Le choc des empires selon Jean-Michel Quatrepoint

Mai 24, 2014 | Chemins et distances

Le monde n’est pas un grand marché où se rencontreraient des producteurs et des consommateurs. Le jeu des nations et des empires n’a pas cessé et nous assistons à une nouvelle configuration impérialiste : les Etats-Unis tentent de se maintenir au premier rang face à la montée en puissance de la Chine et l’Allemagne est devenue le troisième Grand.

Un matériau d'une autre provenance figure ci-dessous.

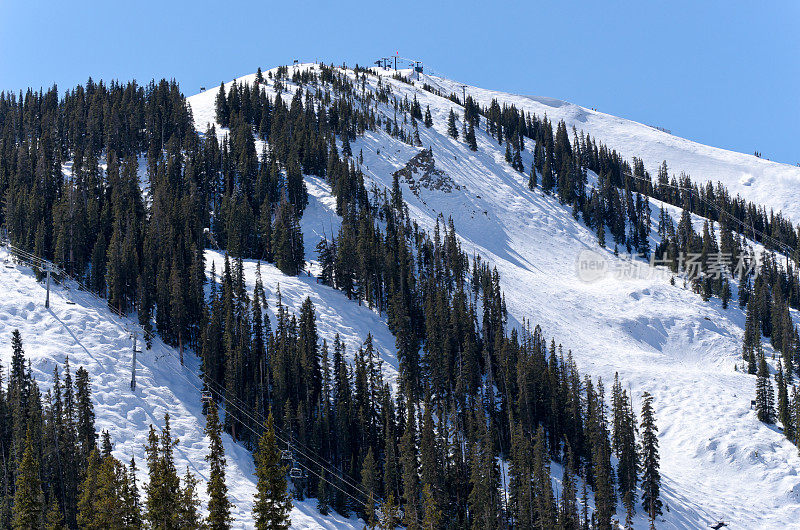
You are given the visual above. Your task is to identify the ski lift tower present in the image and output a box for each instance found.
[44,262,55,309]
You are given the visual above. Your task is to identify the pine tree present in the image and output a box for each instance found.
[11,427,44,530]
[145,414,180,530]
[776,361,792,432]
[178,466,205,530]
[205,401,231,530]
[422,484,442,530]
[215,83,230,127]
[44,499,67,530]
[756,355,775,424]
[447,109,458,140]
[75,366,97,463]
[253,412,292,530]
[642,392,661,520]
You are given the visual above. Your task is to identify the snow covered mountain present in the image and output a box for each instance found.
[0,64,800,528]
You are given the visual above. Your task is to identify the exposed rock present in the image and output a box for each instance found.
[394,149,462,197]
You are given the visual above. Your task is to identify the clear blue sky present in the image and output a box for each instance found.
[0,0,800,163]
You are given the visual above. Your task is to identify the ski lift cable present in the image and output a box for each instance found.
[0,245,369,505]
[0,239,369,504]
[191,364,384,508]
[160,352,384,518]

De livre en livre, Jean-Michel Quatrepoint nous informe de la marche d’un monde qui est aujourd’hui dominé par trois logiques impériales alors que la fin de la Guerre froide semblait marquer le triomphe de l’hyperpuissance américaine. Il faut observer la nouvelle configuration formée par les Etats-Unis, la Chine et l’Allemagne aussi froidement que possible en se gardant de deux facilités : le fatalisme, qui consiste à dire que le monde est ainsi, il faut s’y adapter – et les fatalités rétrospectives des experts du lendemain matin qui démontrent, chiffres à l’appui, l’évidence des succès enregistrés la veille au soir. Rien n’est joué d’avance. Rien n’est joué définitivement – y compris la partie qui est en cours. Mais pour changer la donne, il faut examiner les moteurs de la puissance des trois pays dominants. Ils ne sont pas en tous points identiques mais présentent des analogies qui méritent examen.

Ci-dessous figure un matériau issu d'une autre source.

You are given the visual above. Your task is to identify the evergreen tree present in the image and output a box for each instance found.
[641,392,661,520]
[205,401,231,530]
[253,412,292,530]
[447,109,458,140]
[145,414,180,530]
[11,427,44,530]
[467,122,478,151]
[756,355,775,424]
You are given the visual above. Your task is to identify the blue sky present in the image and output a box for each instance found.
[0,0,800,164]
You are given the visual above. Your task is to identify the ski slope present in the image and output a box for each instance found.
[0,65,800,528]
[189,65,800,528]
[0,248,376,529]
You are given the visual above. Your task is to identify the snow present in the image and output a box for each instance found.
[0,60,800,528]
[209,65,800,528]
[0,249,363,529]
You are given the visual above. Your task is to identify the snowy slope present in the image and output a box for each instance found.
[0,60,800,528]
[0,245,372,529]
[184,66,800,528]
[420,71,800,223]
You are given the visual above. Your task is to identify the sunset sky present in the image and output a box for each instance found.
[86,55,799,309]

C’est d’abord l’histoire qui doit être prise en compte car c’est l’aventure singulière de chaque peuple et ses propres représentations – la certaine idée qu’il a de lui-même et des autres – qui sont à l’origine des dynamiques actuelles. L’idéologie américaine, messianique, est bien connue (2). La Chine reste confucéenne et le parti unique, plus chinois que communiste, a repris la philosophie bimillénaire qui enseigne la soumission à l’empereur – à charge pour lui d’assurer le bien-être et l’égalité d’accès aux plus hautes responsabilités. L’Ecole du Comité central a repris les fonctions de l’Académie impériale, Mao est le symbole de l’indépendance retrouvée après les humiliations infligées par les Traités inégaux et Deng Xiaoping est vénéré parce qu’il a lancé la politique de développement économique qui a fait naître et prospérer une classe moyenne de 500 millions de citoyens. L’Allemagne avait elle aussi une revanche historique à prendre. Après 1945, ses dirigeants ont agi selon la tradition nationale, faite de religion chrétienne et de morale kantienne, en théorisant une « économie sociale de marché » qui est devenue la doctrine officielle de l’Allemagne avant comme après sa réunification.

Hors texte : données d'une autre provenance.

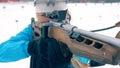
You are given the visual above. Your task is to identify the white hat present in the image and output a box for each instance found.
[35,1,67,13]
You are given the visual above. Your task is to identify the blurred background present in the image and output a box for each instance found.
[0,0,120,68]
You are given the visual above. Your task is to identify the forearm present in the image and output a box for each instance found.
[0,25,32,62]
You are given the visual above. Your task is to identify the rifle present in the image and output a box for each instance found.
[40,21,120,65]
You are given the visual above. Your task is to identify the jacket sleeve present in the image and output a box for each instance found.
[0,25,32,62]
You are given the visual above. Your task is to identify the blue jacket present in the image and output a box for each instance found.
[0,25,89,63]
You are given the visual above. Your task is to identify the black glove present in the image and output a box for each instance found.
[28,37,72,68]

Le deuxième élément, intimement lié au premier, est politique. Rien n’est possible sans un pacte entre le pouvoir et le peuple. L’Etat donne ou redonne au peuple sa fierté et lui assure – ou du moins assure à ses fractions les plus dynamiques – une amélioration constante de son niveau de vie. Ce pacte existe entre la direction du Parti communiste et la classe moyenne chinoise, entre Angela Merkel, le patronat allemand, les salariés de l’industrie et tous les citoyens qui sont heureux de voir que l’Allemagne a retrouvé dans le monde une place éminente. Le pouvoir politique est reconnu dans sa légitimité s’il associe le peuple ou de larges fractions du peuple à un projet collectif de reconquête ou de réaffirmation – dans le cas des Etats-Unis – de la puissance nationale ou impériale.

La volonté des dirigeants, qu’elle s’exerce ou non dans un cadre démocratique est le troisième facteur de la réussite collective. De Den Xiaoping à Xi Jingping, de Gerhard Schröder à Angela Merkel, de George Bush à Barack Obama, le projet est effectivement incarné, pour le peuple concerné et pour le monde entier, par un homme ou une femme qui est de facto un monarque désigné par un appareil ou élu plus ou moins directement par le peuple après qu’il a passé des accords avec des fractions de l’appareil et des groupes de pression.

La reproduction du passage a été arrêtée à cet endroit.